Полояров готов уже был начать плести и впутывать всех своих знакомых, всех, кого знает, всех, про кого мог только вспомнить что-либо, даже всех тех, кого и не знал лично, но про кого слышал что-нибудь такое подходящее, или даже и не подходящее ни к селу, ни к городу. В случае же надобности можно, пожалуй, и изобрести нечто, основываясь на более или менее вероятных догадках и предположениях. – Словом, все что можешь – все плети и путай в дело: и нужное, и не нужное, лишь бы самому как-нибудь вынырнуть. Бодрость окончательно покинула его. Этот арест и все это дело, казавшиеся такими пустяками на свободе, стали теперь страшно пугать его, в особенности после того, как это приняло такой неожиданный оборот и как пришлось отведать на опыте, что такое значит арест известного рода. Полоярову стали теперь мерещиться разные страхи: и казематы, и серые куртки, и ссылки, и всякие мытарства.

Более струсить и пасть духом было уже невозможно. В эту минуту все эти чувства дошли в нем даже до какого-то лихорадочного, щекотного ощущения заячьего страха.

– Простите!.. Простите вы меня! – растерянно обратился он к Устинову, ловя его руки. – Не сделайте меня несчастным!.. Умоляю вас!

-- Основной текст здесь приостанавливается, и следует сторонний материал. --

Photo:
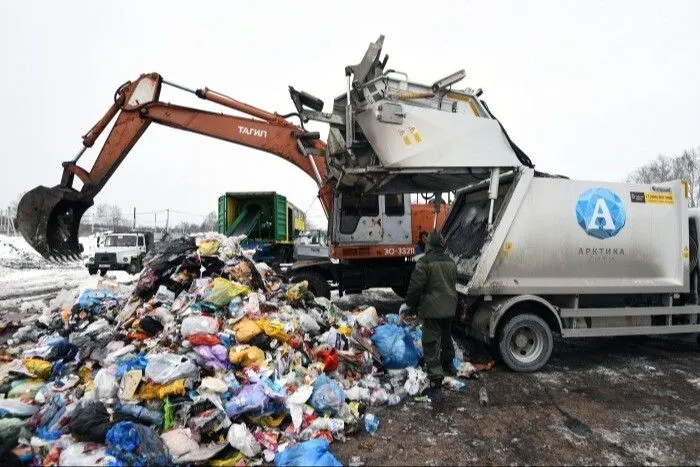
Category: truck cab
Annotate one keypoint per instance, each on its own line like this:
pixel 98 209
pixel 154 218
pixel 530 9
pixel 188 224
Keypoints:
pixel 121 251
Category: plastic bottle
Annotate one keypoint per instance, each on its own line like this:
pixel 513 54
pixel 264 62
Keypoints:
pixel 483 396
pixel 371 423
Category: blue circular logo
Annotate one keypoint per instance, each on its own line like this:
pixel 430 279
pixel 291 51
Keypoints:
pixel 600 213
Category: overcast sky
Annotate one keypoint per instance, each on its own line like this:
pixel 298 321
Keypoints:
pixel 588 89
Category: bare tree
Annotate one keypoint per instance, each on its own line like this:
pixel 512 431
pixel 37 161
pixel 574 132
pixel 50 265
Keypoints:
pixel 210 222
pixel 666 168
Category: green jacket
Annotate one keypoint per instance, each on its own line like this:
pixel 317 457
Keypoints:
pixel 432 290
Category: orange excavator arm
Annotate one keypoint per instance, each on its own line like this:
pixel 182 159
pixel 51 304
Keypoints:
pixel 49 218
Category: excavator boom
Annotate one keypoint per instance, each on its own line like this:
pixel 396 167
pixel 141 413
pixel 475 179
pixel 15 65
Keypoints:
pixel 49 218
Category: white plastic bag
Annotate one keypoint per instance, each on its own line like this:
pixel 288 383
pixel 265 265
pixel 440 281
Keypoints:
pixel 167 367
pixel 199 324
pixel 240 438
pixel 106 386
pixel 368 318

– Если тут может иметь на сколько-нибудь значения мой голос, – обратился Андрей Павлович к чиновнику, – то я покорнейше прошу оставить это дело без последствий. Я не желаю преследовать господина Полоярова.

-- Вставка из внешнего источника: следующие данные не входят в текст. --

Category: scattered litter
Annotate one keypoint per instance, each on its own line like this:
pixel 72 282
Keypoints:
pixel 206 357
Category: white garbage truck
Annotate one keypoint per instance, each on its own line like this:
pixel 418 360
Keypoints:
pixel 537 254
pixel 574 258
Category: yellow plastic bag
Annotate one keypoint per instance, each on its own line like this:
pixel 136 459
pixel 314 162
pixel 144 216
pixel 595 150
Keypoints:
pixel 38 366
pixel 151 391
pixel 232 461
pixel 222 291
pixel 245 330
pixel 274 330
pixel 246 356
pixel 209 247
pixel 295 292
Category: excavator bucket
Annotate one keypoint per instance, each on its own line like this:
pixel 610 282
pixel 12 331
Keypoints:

– Вам, конечно, прежде всего принадлежит право преследования, – заметил чиновник.

– Если только мне, то я отказываюсь от этого права.

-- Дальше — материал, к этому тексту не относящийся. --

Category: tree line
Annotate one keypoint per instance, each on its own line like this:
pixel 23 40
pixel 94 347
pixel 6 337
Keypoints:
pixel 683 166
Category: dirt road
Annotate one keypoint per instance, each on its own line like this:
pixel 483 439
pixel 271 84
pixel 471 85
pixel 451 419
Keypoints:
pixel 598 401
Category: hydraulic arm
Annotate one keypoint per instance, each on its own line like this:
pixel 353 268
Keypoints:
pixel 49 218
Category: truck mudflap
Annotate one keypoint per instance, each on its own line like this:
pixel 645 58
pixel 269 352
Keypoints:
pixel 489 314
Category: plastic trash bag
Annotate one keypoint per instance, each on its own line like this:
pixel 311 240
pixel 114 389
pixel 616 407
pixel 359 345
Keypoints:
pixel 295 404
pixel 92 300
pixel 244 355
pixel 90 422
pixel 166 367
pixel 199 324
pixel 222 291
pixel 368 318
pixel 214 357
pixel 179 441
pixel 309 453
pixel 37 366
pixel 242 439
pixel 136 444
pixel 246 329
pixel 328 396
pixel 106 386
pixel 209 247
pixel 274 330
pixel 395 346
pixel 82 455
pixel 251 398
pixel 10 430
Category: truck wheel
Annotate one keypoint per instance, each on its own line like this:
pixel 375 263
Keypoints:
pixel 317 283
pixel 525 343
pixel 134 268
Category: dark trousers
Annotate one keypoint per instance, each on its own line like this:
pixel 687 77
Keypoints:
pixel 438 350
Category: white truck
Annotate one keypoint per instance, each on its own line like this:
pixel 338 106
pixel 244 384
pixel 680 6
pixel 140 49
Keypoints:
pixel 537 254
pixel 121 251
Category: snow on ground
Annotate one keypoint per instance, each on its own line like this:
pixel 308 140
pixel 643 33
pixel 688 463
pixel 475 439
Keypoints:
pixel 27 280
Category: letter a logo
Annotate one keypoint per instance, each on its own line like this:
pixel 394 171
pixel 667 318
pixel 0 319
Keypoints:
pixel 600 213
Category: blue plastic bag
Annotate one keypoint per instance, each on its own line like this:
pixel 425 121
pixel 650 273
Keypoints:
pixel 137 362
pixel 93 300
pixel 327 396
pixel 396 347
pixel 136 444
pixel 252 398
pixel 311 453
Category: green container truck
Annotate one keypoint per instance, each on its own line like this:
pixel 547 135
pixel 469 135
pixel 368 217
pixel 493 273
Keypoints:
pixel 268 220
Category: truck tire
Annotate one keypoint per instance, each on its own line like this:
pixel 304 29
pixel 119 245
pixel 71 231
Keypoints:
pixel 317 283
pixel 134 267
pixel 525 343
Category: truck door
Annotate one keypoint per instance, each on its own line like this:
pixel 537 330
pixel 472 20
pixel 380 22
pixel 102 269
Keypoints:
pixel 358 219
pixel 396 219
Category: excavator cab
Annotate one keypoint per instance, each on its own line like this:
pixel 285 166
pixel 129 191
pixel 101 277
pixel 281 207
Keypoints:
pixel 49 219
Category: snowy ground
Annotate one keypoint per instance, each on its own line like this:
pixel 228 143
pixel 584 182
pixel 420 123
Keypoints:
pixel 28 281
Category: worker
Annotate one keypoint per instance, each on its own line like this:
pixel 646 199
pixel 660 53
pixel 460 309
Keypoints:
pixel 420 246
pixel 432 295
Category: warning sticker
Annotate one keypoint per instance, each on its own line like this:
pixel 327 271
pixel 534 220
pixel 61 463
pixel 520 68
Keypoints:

Устиновым овладело такое чувство презрения и гадливости и вместе с тем сожаления к этому уничтоженному существу, которое стояло теперь перед ним, тщетно ловя его руки, что ему хотелось только вырваться поскорей отсюда на свежий воздух, на свет Божий. Это ужасное, жалкое, оскорбительное для всякого человеческого достоинства положение, в какое поставил себя Ардальон Михайлович Полояров, исключало уже возможность негодования на него. Оно исключало всякую возможность соприкосновения с ним, даже возможность преследования его путем закона. Можно было только плюнуть и постараться поскорее забыть, что бывают в жизни случаи, когда то, что называется человеком, может падать так низко.

Полоярова под конвоем унтер-офицера увели в его нумер. Устинов после этого поспешил откланяться.

XII

Добрая овца нашла своего доброго пастыря

Пан Анзельм рискнул и… женился. Все это произошло очень просто.